Predicting toxicity with qubits

In our daily lives, we are exposed to a myriad of chemicals in the environment and goods, such as food, toiletry products, and plastic containers.

 

Despite constant institutional efforts, laboratories worldwide have been able to assess a small fraction of these chemicals for harmful effects, and the reason is that evaluating each of them on average, takes years and is very costly.

 

Toxicity prediction through computational methods is crucial to help accelerate the identification of harmful substances, significantly lowering the costs and reducing animal testing.

 

Over the years, researchers have explored classical machine learning methods to identify molecules, predict protein function, and discover medicines using graphs. The main idea of graph methods is to represent data in a simple drawing using dots (vertices) and lines connecting them (edges).

 

 

It may sound simple; however, graph-based data can be tremendously challenging to manipulate. A technique that has been successfully implemented in graph machine learning uses a mathematical object called _kernel_, which simplifies tasks dramatically.

 

Inspired by graph kernel methods, scientists at PASQAL have developed a novel quantum machine learning algorithm called Quantum Evolution Kernel (QEK). They successfully applied this method — on our neutral atom quantum processor — to predict the toxicity of chemicals included in the dataset of the Predictive Toxicity Challenge on Female Mice. The challenge consists of creating models to identify substances that cause cancer in mice based on the molecular structure of the chemicals.

 

This is the first time a quantum graph machine learning algorithm has been implemented on neutral atom hardware, showcasing the potential advantage of the QEK algorithm. We published the results today in arXiv.

 

“This is a great achievement because the data set is huge, there are hundreds of graphs, and for each graph, you need to run many samples. This is the first time we are able to encode a large data set associated to a real case, not a toy model,” says Loïc Henriet, Chief Technical Officer at PASQAL.

 

But before we dive into the details of PASQAL’s quantum evolution kernel method and how our developers applied it to predict toxicity in chemicals, it is essential to understand the key ideas behind classical kernel machine learning techniques. Let’s look into them.
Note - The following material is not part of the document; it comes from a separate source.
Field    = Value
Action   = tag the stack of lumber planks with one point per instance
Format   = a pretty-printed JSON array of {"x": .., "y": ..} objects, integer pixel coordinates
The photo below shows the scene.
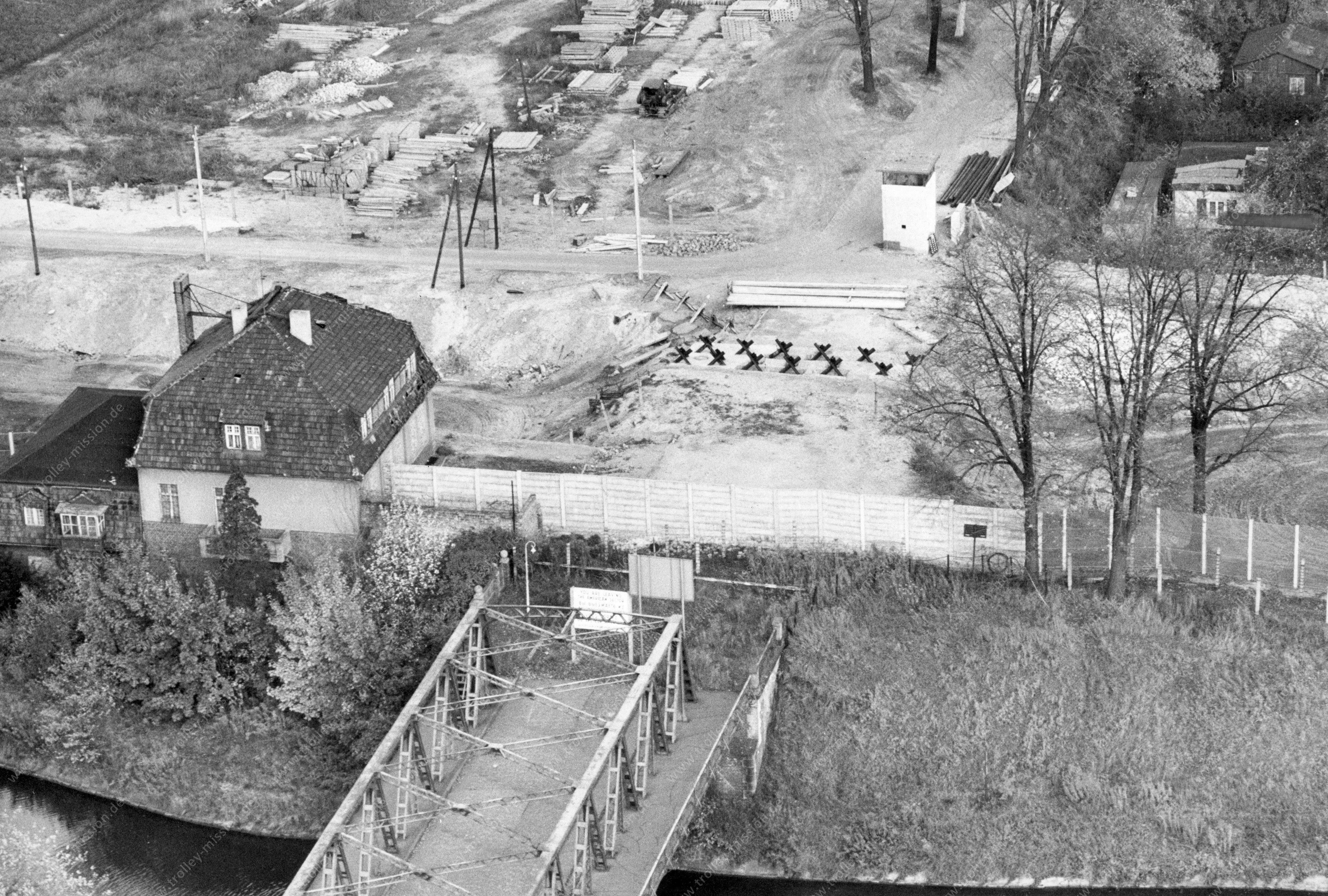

Dealing with a universe of data through a kernel

 

Imagine that you are a librarian and need to classify books, but everything you have is text fragments — loose words, phrases, sentences, and paragraphs of those books. Millions of text fragments. With them, you create an index to control the information. However, classifying books by searching in an extensive index of text fragments by hand is a highly inefficient procedure; therefore, you use a computer. For the computer to help, you translate the index into mathematical objects (find an embedding for the data). In many cases, vectors (arrays of ordered numbers) are very helpful.

 

However, in computational methods, there is a problem of balance: the more text fragments you include in the index, the more chances you have to succeed in classifying books (expressivity). However, the vectors may get so large that they burden the computer (computation and storage overload).

 

Here is where the kernel method comes to the rescue. The kernel is a quantity that can be defined using vectors, for example, calculating their inner product. The kernel can be interpreted as a “distance”–and should have the properties of a distance–that tells you how similar or different two books are, without having to store the vectors. Thus, the procedure is summarized as follows: take two books and construct a vector for each book based on your index. With these two vectors, calculate the kernel. The value of the kernel will tell you if they are the same book, similar, or very different.

 

In this same way, we can use kernel machine-learning methods to compare and classify chemicals from their molecular structure.

 

Kernel methods in quantum computing

 

Quantum computing is based on quantum physics, which is naturally defined in an ideal mathematical setting to embed data and define a kernel. This mathematical setting is the space where the quantum states of the atoms and molecules live, which are represented as vectors. This space is exponentially large, suitable to play with when increasing the number of qubits.

 

To define a quantum kernel, PASQAL developers use a property that can be measured after the evolution in time of a quantum system. However, in quantum mechanics, we cannot calculate the outcome of a property but its probability. Thus, the quantum kernel is defined as a “distance” between the probability distributions of a property of two quantum systems, for the same sequence repeated many times.

 

These are the core ideas behind PASQAL’s Quantum Evolution Kernel method.

 

How did PASQAL scientists conduct the experiments in our neutral atoms’ architecture, successfully implementing QEK to predict carcinogens in mice? Let’s dive into the experiments.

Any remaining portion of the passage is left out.